While they do need full sun, younger trees need some protection from it until they develop dense foliage. Young or old, avocado trees don’t do well in high wind areas. Select a Faulk sun location that favors morning sun and that offers some wind protection.
Be aware that all avocados are cold sensitive with some being more tolerant of cold conditions that others. If you’re in a warm, sunny location in USDA climate zone 9-11, you might like the more well-known Hass. The Hass avocado is the variety most commonly found in supermarkets. For a real special tasting variety try the Reed Avocado. It’s large fruit does not ship as well as Hass, so its not widely grown commercially, but that does not mean it is not a great choice for your home orchard.

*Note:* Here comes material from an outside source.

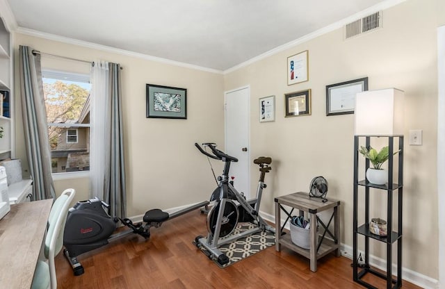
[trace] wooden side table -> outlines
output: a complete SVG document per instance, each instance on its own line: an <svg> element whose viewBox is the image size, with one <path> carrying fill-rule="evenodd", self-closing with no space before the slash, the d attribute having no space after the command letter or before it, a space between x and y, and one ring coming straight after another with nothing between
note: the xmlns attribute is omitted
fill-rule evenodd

The Stuart, Fuerte and Jim Bacon avocados are more cold tolerant than other varieties, but the Mexicola is the most frost resistant of all. The Little Cado is a dwarf variety that makes a nice backyard tree and is also one that can be tried in containers, though avocados in general can be temperamental when grown in containers. Holiday is the smallest of the dwarf avocado varieties making perfect for small home orchards and or those wanting to try container growing. Even though the tree is small, the fruit is large and of excellent quality.
Size and spacing
In addition to climate needs, you should plan for the right amount of space for your avocado trees. Standard varieties can grow 30 feet tall, with a 15-foot spread once mature. However like all other fruit trees avocados can be maintained to any size with careful pruning. Dwarf varieties will reach 8-10 feet in height but they can also be held to any height when pruned.
Well drained soil is a must for avocados. Their roots need a loose, aerated, and well-drained soil. Compacted soils will hold the roots back from spreading, and when in standing water for any amount of time can result in the loss of the tree from root rot. If your soil does not drain well, plant your tree in a raised bed at least 12-18 inches above the soil line.